O Decreto-Lei n.º 133/98, de 15 de Maio, criou e aprovou os Estatutos do Instituto Nacional de Aviação Civil (INAC), instituto público dotado de personalidade jurídica, autonomia administrativa, financeira e património próprio, sujeito à tutela e superintendência do Ministro do Equipamento Social, que sucedeu à Direcção-Geral da Aviação Civil, entidade nacional reguladora do sector da aviação civil.
O tempo entretanto decorrido demonstrou a necessidade de alterar os Estatutos, determinada pela necessidade de imprimir maior eficiência à sua acção.
Assim, no artigo 7.º, prevê-se a possibilidade de as licenças concedidas serem prorrogadas, alteradas, suspensas ou canceladas, o que permitirá uma maior celeridade no respectivo processo.
No artigo 8.º, n.º 1, eliminou-se a referência à execução e complemento dos regulamentos do Governo, dado que esta via se evidenciou inadequada e pouco flexível, face à realidade resultante das normas internacionais.

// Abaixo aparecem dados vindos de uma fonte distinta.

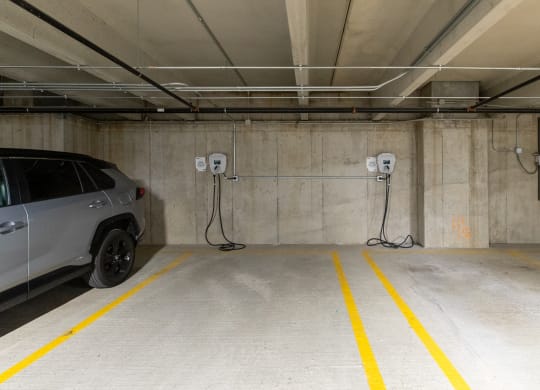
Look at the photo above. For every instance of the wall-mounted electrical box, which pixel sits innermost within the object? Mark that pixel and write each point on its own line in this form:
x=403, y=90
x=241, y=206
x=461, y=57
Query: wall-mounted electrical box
x=386, y=162
x=371, y=164
x=200, y=164
x=218, y=163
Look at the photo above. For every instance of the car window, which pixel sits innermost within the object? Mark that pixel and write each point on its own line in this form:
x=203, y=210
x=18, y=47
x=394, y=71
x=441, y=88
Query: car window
x=87, y=183
x=102, y=180
x=4, y=194
x=49, y=179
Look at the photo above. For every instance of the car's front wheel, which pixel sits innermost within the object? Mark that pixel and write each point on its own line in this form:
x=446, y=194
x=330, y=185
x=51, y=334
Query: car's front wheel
x=114, y=260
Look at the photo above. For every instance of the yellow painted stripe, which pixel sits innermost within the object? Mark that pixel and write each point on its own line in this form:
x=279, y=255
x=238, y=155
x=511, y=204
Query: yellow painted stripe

Tal medida visa, pois, permitir ao INAC a adopção tempestiva de regulamentos independentes, a exemplo das outras autoridades nacionais de supervisão e regulação. A competência para adoptar este tipo de regulamentos pressupõe que a autorização conferida pelo artigo 8.º, n.º 1, dos Estatutos seja aprovada por acto legislativo. Esta modificação visa sobretudo tornar mais ágil a adopção de regulamentos cujo carácter técnico não exige que a lei delimite a matéria a executar ou complementar, em momento posterior, por acto regulamentar. Para assegurar a devida publicidade a estas normas regulamentares, a sua publicação deverá ser feita na 2.ª série do Diário da República.
A nova sistematização do artigo 10.º, agora com a epígrafe «Fiscalização», revela a inclusão da permissão para aceder e inspeccionar as instalações, equipamentos e serviços das entidades sujeitas ao poder de autoridade de inspecção e controlo do INAC, já antes constante do artigo 25.º, n.º 1, alínea a), dos Estatutos. Além disso, pretendeu-se atribuir previsão legal genérica ao poder de instaurar e instruir processos contra-ordenacionais e de aplicar coimas e outras sanções. Competindo ao INAC esta tarefa, de acordo com vários diplomas legais avulsos e em parte com a alínea d) do artigo 11.º, justifica-se plenamente a sua inclusão no artigo 10.º A alternativa de aditar um novo artigo exclusivamente dedicado ao poder sancionatório é descartada pela vantagem em manter a numeração dos artigos.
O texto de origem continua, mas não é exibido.